Form Energy of Massachusetts is developing long-duration batteries that use a sulfur-based design instead of lithium-ion, an approach that allows the battery to discharge electricity for days at a time as opposed to short bursts. Last year, the company announced a pilot project in Minnesota for a 1-megawatt battery that can run for up to 150 hours on a charge.
Quantumscape of California, which is focusing on the EV market, has seen some wild ups and downs in its share price, as investors try to get a handle on whether the company’s much-touted advancements in lithium technology will actually work. Quantumscape uses a solid material, as opposed to a liquid, to conduct electricity between electrodes. The company says its design can lead to longer battery range, quicker charging and less flammability. Volkswagen is among the major investors that see vast potential in Quantumscape’s designs.
The larger point is that we are in a highly speculative period, with scientists and corporate executives making the case for why their approach will be the next big thing.

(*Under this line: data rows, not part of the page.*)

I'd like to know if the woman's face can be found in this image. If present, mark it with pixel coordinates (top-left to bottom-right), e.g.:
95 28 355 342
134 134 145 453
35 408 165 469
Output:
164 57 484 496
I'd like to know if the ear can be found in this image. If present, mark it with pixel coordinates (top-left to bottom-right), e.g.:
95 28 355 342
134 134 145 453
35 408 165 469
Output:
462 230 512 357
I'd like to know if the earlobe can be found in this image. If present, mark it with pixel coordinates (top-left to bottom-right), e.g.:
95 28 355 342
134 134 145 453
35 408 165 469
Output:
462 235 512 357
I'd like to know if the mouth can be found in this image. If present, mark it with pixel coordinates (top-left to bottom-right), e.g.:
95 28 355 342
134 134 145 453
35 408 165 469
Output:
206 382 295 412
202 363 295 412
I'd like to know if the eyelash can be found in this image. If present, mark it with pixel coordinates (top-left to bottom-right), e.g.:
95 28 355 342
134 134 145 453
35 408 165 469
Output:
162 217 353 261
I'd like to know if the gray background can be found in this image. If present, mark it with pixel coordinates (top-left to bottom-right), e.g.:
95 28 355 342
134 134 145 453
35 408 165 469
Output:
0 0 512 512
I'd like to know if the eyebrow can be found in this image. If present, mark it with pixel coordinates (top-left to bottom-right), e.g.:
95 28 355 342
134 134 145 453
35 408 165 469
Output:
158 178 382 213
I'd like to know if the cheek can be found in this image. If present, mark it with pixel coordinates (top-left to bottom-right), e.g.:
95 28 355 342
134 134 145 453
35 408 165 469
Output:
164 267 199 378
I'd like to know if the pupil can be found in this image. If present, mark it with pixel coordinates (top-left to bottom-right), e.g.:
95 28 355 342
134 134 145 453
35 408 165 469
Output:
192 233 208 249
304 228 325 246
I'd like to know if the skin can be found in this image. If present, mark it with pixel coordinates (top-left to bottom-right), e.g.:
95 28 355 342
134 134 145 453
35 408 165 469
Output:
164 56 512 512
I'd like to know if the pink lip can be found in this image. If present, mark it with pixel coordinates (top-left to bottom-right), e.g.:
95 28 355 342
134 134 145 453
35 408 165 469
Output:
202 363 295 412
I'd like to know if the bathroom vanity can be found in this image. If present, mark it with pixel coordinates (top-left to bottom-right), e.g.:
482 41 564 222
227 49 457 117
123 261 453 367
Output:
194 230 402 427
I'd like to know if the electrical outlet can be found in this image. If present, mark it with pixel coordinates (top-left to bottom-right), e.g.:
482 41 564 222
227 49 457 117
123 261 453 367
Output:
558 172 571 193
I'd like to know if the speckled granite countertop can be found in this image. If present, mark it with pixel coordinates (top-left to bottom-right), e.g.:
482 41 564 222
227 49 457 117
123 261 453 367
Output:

Gimon sees parallels with the photovoltaic solar boom of the late 2000s, when many companies developed alternatives to silicon-based solar panels, but most of those businesses didn’t last. He said he doesn’t dismiss any particular battery company or technology, but he expects that the industry is entering a period when, for many of the new players, the results will not live up to the hype.
“There is just going to be a lot of red ink,” he said. “It’s the nature of that kind of technological change.”
But let’s not end on that note, since the lithium-ion technology being used in most projects is already proven, and the boom is underway.
Instead, let’s look at the victory lap that Vistra was taking this week, with the announcement that the first phase of the Moss Landing project was now running and connected to the grid. Vistra has said it is considering future phases of this project that would lead to a total of 1,500 megawatts and 6,000 megawatt-hours.
“A battery system of this size and scale has never been built before,” said Curt Morgan, the company’s CEO, about the completion of the first phase. “As our country transitions to a clean energy future, batteries will play a pivotal role and the Vistra Moss Landing project will serve as the model for utility-scale battery storage for years to come.”